Submitted by h20ohno t3_yqc8kf in singularity
h20ohno OP t1_ivrgyxf wrote
Reply to comment by Redvolition in How might fully digital VR societies work? by h20ohno
Awesome points, to add to your last paragraph, perhaps you could form some sort of contract or agreement with a third party (Maybe an AGI guardian) to essentially lock you in a particular VR world for a time, so you're forced to deal with the challenges in a way that keeps you mentally developing, like a training course for being a stable and balanced human being.
Redvolition t1_ivrj8x1 wrote
I always thought the best argument for why we are not living in a simulation is that it would have been a senselessly gruesome and suboptimal one, with an abundance of negative emotion.

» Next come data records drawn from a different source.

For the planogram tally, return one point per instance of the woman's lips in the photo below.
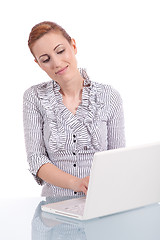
(62, 70)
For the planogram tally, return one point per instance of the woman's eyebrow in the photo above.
(47, 54)
(57, 46)
(43, 55)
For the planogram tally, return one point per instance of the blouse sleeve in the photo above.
(33, 133)
(116, 133)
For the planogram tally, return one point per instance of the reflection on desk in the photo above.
(138, 224)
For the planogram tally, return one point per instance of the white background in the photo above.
(118, 43)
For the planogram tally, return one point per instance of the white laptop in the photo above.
(120, 180)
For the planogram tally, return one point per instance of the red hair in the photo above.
(41, 29)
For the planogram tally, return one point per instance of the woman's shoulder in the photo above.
(105, 89)
(37, 89)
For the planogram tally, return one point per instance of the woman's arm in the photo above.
(55, 176)
(115, 125)
(40, 165)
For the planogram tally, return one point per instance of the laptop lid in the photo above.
(123, 179)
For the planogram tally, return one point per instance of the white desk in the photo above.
(23, 219)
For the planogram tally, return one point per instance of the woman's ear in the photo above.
(73, 43)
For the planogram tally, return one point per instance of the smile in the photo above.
(61, 71)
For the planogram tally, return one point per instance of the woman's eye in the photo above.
(45, 61)
(60, 51)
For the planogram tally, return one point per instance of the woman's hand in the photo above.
(80, 185)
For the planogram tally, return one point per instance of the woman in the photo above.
(67, 119)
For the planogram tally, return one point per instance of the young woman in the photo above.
(69, 118)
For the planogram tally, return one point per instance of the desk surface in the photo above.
(23, 219)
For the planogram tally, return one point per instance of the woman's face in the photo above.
(56, 56)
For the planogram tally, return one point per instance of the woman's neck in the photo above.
(73, 89)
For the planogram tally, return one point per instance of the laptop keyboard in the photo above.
(76, 206)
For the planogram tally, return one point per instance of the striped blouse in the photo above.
(54, 135)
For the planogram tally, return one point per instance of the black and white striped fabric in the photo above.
(54, 135)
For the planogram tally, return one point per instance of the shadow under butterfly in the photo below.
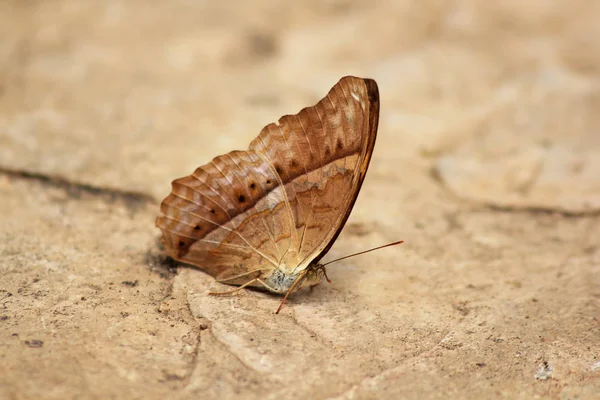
(266, 216)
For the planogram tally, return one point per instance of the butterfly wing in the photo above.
(322, 155)
(282, 203)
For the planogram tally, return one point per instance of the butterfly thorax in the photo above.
(280, 281)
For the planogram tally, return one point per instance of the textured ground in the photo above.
(487, 164)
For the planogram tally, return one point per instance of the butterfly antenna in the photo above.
(366, 251)
(291, 289)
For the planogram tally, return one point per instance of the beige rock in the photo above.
(485, 165)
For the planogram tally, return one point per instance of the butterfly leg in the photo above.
(250, 282)
(228, 292)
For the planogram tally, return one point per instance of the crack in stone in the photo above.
(75, 190)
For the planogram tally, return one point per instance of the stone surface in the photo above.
(485, 165)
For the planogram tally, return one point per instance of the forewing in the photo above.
(321, 156)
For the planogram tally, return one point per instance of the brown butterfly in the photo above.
(264, 217)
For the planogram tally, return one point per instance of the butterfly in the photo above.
(264, 217)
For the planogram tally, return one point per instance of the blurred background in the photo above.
(486, 164)
(129, 94)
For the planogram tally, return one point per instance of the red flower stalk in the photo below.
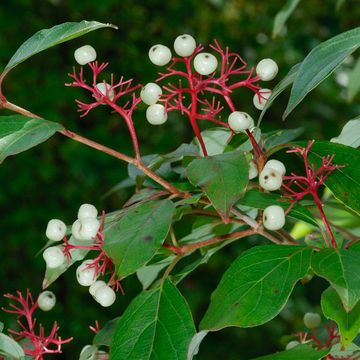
(191, 99)
(34, 344)
(297, 187)
(110, 95)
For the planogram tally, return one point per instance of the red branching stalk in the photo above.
(191, 99)
(34, 344)
(114, 91)
(297, 187)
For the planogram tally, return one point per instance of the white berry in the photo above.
(55, 230)
(253, 171)
(54, 257)
(267, 69)
(105, 90)
(312, 320)
(105, 296)
(46, 300)
(95, 286)
(85, 54)
(240, 121)
(160, 55)
(270, 179)
(86, 211)
(184, 45)
(205, 63)
(86, 276)
(260, 99)
(291, 344)
(150, 93)
(156, 114)
(276, 165)
(274, 217)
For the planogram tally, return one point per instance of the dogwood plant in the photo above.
(229, 174)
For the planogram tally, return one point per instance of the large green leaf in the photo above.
(300, 352)
(342, 269)
(282, 16)
(46, 38)
(256, 286)
(222, 177)
(19, 133)
(134, 239)
(348, 322)
(320, 63)
(156, 325)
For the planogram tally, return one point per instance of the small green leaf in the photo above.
(299, 352)
(222, 177)
(256, 286)
(342, 269)
(19, 133)
(157, 324)
(283, 15)
(134, 239)
(320, 63)
(47, 38)
(10, 348)
(348, 322)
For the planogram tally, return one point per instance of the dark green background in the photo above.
(52, 180)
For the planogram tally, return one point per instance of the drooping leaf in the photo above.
(47, 38)
(157, 324)
(222, 177)
(283, 15)
(19, 133)
(299, 352)
(256, 286)
(342, 269)
(348, 322)
(350, 134)
(320, 63)
(139, 233)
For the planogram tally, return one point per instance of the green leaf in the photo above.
(138, 234)
(344, 183)
(320, 63)
(283, 15)
(354, 81)
(47, 38)
(157, 324)
(260, 200)
(342, 269)
(350, 134)
(222, 177)
(19, 133)
(299, 352)
(10, 348)
(348, 322)
(279, 88)
(256, 286)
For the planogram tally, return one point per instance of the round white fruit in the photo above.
(105, 296)
(267, 69)
(270, 179)
(240, 121)
(274, 217)
(150, 93)
(276, 165)
(156, 114)
(205, 63)
(184, 45)
(160, 55)
(260, 99)
(46, 300)
(85, 54)
(55, 230)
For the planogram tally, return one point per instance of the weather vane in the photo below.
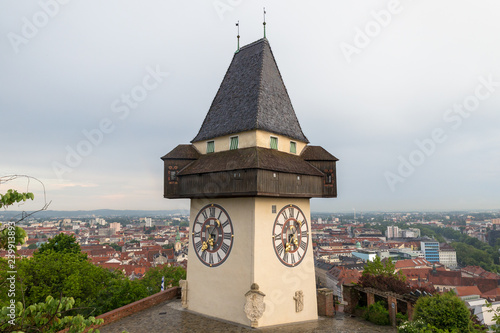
(264, 23)
(238, 25)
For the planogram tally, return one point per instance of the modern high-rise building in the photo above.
(447, 256)
(430, 250)
(115, 227)
(392, 232)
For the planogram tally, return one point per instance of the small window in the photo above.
(210, 147)
(233, 143)
(274, 142)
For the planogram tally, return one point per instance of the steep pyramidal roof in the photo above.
(252, 96)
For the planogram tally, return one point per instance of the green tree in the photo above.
(13, 196)
(9, 231)
(152, 278)
(61, 243)
(63, 274)
(387, 268)
(446, 312)
(48, 316)
(119, 292)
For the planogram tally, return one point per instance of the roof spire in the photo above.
(238, 25)
(264, 23)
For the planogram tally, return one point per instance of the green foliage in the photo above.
(61, 243)
(119, 292)
(152, 278)
(401, 318)
(378, 314)
(13, 196)
(496, 317)
(377, 267)
(420, 326)
(445, 312)
(60, 273)
(48, 316)
(11, 231)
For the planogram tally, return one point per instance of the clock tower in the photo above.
(250, 173)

You just made me think that maybe our current world is a first run of the simulation just after we are born, so that we fully develop and mature into functioning adults, before being revealed that, in fact, we are isolated brains kept on artificial support machines.
Just imagine that when you reach 50 years old or whatever, you go to sleep one day and wake up in a white room full of people looking at you, and one of them speaks:
- Welcome, anon, you concluded your maturation successfuly, now you will be introduced to the real world.
Everyone around us is just either a simulated philosophical zombie, or other humans in the maturation run, and everyone above 50 or so is an NPC acting as a placeholder for somebody tha already matured and left the first simulation.
h20ohno OP t1_ivro728 wrote
That's an interesting way of seeing the simulation hypothesis.
A crazy idea I had could be that technological progress is a way of gradually acclimating the trainee to the digital era in a way that doesn't shock them, and maybe you could run people in different eras to produce diverse outcomes in mindsets, someone who 'graduates' training in the 1800's would see things different to someone from 2020.